Maka bukan hanya ketenangan menyergap di hati Maria dan Armanusa, namun juga harapan. Harapan agar tentara muslimin segera datang ke kota mereka. Sepertinya tak sabar kedua dara ini ingin menjadi muslimah yang memiliki ketinggian iman dan akal, yang sarat dengan motivasi dan kebijaksanaan. Ingin mereka segera menyatu dalam ketinggian gelombang kaum muslimin untuk menghancurkan kebatilan dan menebarkan rahmat untuk seluruh manusia.

Hikmah:

Telah lelah buku, lukisan, dan taman-taman untuk menjinakkan manusia agar meluangkan sedikit waktu untuk mengingat tuhan. Sampai-sampai mereka seperti penjual arak, yang memberi minuman untuk sedikit ketenangan. Hidup ini kita diperhadapkan kebenaran dan kebatilan. Kita pun mempunyai potensi membedakan dengan akal, hati, dan Alquran. Alquran adalah pembeda antara yang hak dan yang batil (al-Furqan). Maka, bacalah, dalamilah, hayatilah, dan amalkanlah dalam hidupmu, nisacaya sinar terangnya akan menerangi perjalanan hidupmu!

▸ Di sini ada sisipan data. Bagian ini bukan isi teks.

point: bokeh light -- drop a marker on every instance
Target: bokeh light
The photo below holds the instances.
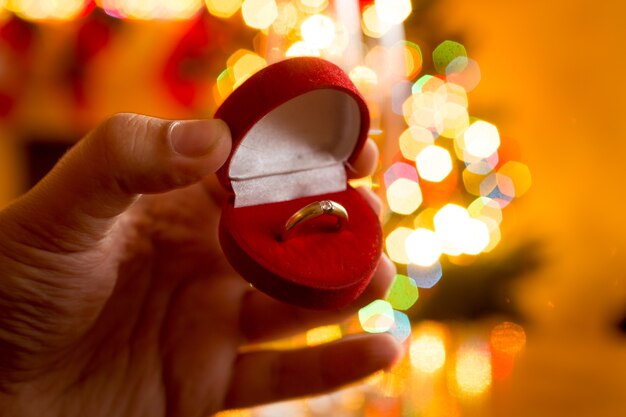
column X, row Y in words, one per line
column 287, row 19
column 312, row 6
column 403, row 292
column 318, row 31
column 364, row 78
column 48, row 9
column 401, row 328
column 425, row 276
column 434, row 163
column 464, row 72
column 376, row 317
column 508, row 338
column 473, row 367
column 395, row 245
column 481, row 139
column 450, row 226
column 259, row 14
column 244, row 63
column 428, row 350
column 413, row 140
column 411, row 62
column 323, row 334
column 446, row 52
column 498, row 187
column 372, row 25
column 301, row 48
column 519, row 174
column 393, row 11
column 423, row 247
column 153, row 9
column 404, row 196
column 223, row 8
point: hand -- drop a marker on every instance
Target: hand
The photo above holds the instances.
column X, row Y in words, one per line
column 115, row 304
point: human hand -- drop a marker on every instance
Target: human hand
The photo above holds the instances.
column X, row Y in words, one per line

Tegakkan kejujuran, gunakan nurani, akal, hati, ilmu, dan petunjuk Alquran. Hal itu sudah cukup memberi jalan terang, selama engkau tidak disilaukan oleh cahaya dunia. Perhatikanlah pesan bijak seorang tokoh sufi dunia al-Syaikh Ibnu Atha’illah as-Sakandri dalam al-Hikam. “Semesta itu seluruhnya gulita. Ia hanya akan diterangi oleh wujud Allah. Siapa yang melihat semesta, tetapi tidak melihat-Nya di sana atau tidak melihat-Nya ketiak, sebelum, atau sesudah melihat semesta, berarti ia

telah disilaukan oleh cahaya-cahaya lain dan terhalang dari surya makrifat karena tertutup olrh tebalnya awan dunia” (Abdullah, 2016). Jika aturan dan pengawasan atasan belum cukup menghalangimu dari kecurangan, maka belajarlah ilmu makrifat agar engkau tahu bahwa yang memerintahkan berlaku adil dan jujur adalah Tuhanmu yang Maha Menatap segalanya! Kecerdasan spritual merupakan salah satu kecerdasan yang paling menentukan kelak para peserta didik mampu berlaku adil secara konsisten.

Dalam dokumen Membangun Karakter Berbasis Kisah (Halaman 68-73)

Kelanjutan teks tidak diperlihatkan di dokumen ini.